Nella visione di GL Events dovrà essere un polo integrato

 

Non più solamente un polo fieristico, ma un polo integrato in grado di rappresentare un'opportunità per l'intera città di Torino. È questo il futuro che Lamberto Mancini, amministratore delegato di GL Events - società che gestisce Lingotto Fiere e Oval - vede per le due strutture che hanno ospitato negli anni i maggiori eventi che si sono svolti in città. 

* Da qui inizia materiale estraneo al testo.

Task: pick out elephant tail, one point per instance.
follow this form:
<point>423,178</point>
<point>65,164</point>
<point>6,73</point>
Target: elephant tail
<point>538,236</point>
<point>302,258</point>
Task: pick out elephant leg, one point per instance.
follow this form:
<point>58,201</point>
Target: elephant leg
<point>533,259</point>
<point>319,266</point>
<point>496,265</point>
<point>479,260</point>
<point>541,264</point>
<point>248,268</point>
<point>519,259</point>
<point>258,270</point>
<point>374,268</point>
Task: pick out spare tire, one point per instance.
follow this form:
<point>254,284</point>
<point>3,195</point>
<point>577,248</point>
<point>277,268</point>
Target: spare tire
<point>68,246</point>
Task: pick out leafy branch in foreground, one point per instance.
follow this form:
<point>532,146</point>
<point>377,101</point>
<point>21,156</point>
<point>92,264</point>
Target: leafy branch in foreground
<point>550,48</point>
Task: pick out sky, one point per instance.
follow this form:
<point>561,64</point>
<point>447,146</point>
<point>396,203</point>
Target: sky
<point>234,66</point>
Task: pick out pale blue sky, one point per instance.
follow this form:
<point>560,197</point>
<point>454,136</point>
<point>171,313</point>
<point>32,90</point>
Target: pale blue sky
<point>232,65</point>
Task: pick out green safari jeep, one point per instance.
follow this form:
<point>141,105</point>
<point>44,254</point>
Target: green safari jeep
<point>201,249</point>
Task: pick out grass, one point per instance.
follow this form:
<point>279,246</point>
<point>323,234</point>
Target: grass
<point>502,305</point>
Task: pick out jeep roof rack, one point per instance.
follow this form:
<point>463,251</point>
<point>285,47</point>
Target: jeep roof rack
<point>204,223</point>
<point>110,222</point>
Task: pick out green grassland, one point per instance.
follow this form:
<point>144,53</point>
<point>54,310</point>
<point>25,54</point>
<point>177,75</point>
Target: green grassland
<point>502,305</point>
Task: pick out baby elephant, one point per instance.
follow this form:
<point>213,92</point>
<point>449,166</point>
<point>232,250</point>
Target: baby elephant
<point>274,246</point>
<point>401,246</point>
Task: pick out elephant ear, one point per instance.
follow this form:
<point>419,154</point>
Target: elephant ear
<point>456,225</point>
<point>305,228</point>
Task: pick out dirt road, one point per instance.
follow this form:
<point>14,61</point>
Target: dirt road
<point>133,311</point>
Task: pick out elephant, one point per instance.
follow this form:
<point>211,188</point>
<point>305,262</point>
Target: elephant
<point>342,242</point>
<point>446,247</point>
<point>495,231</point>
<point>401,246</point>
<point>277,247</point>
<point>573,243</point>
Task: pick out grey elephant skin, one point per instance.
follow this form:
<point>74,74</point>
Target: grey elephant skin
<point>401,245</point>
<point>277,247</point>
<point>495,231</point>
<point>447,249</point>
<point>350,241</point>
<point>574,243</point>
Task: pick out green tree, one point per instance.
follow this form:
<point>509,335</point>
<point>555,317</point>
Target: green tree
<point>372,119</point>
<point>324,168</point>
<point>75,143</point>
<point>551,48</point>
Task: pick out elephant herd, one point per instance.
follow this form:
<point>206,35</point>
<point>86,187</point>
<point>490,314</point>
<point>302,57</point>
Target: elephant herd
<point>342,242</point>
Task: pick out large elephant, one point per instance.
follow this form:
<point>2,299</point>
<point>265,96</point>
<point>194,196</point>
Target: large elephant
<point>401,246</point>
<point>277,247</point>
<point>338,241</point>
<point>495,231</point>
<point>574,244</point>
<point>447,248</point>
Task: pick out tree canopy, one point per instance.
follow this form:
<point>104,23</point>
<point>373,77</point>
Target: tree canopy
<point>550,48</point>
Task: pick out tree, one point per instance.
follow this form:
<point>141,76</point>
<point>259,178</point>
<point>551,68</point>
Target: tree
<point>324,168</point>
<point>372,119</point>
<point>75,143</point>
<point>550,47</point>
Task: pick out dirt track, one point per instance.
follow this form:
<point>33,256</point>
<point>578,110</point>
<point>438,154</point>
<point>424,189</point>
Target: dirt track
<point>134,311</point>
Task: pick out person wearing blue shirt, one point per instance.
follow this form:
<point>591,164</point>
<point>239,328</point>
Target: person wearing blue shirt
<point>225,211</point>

Una riconversione che parte da oggi, martedì 1 settembre, giorno in cui al Lingotto Fiere sono stati ospitati i test di ingresso per i candidati di Medicina Veterinaria. Test che continueranno per tutto il mese di settembre sui restanti corsi di laurea. Una nuova strategia che è figlia della pandemia che ha cancellato tutti gli eventi in programma nei mesi scorsi e che ridurrà la portata di quelli che verranno programmati nei prossimi mesi. 

Sarà necessario dunque ripensare all'utilizzo anche di un colosso come il Lingotto Fiere. "Quelli passati sono stati mesi molto duri per tutto il settore fieristico. Qui a Torino stiamo ragionando con le istituzioni e si incrociano due binari: quello di uscire dal covid e quello di avere delle idee diverse per pensare al miglior utilizzo possibile di questa struttura che in primis è del territorio torinese", commenta Lamberto Mancini. 

"Questo è uno spazio attrezzato, con grandi competenze, capace di gestire dei flussi con una numerica molto elevata", continua Lamberti commentando la collaborazione messa in atto con Università di Torino in relazione ai test di ingresso. Si può dunque immaginare un futuro con altre forme di uso per questo polo? "Questo è uno spazio che dovrebbe essere riempito ogni giorno dell'anno e non c'è un problema di sovrapposizione di eventi. Fino a oggi ha vissuto specificamente su un mercato degli eventi, il covid ha messo in luce un'opportunità: far capire che questo spazio, che è attrezzato e con la macchina organizzativa che c'è dentro, può essere utilizzato anche in altri modi". 

Il 26 settembre con Expo Casa, il primo evento dell'era post covid: "Non si tratta di essere fiduciosi o no, ma di andare avanti. Confidiamo di avere un calendario con anche altri eventi. Speriamo che Artissima confermi. Si riparte. La città veda questa struttura come un'opportunità".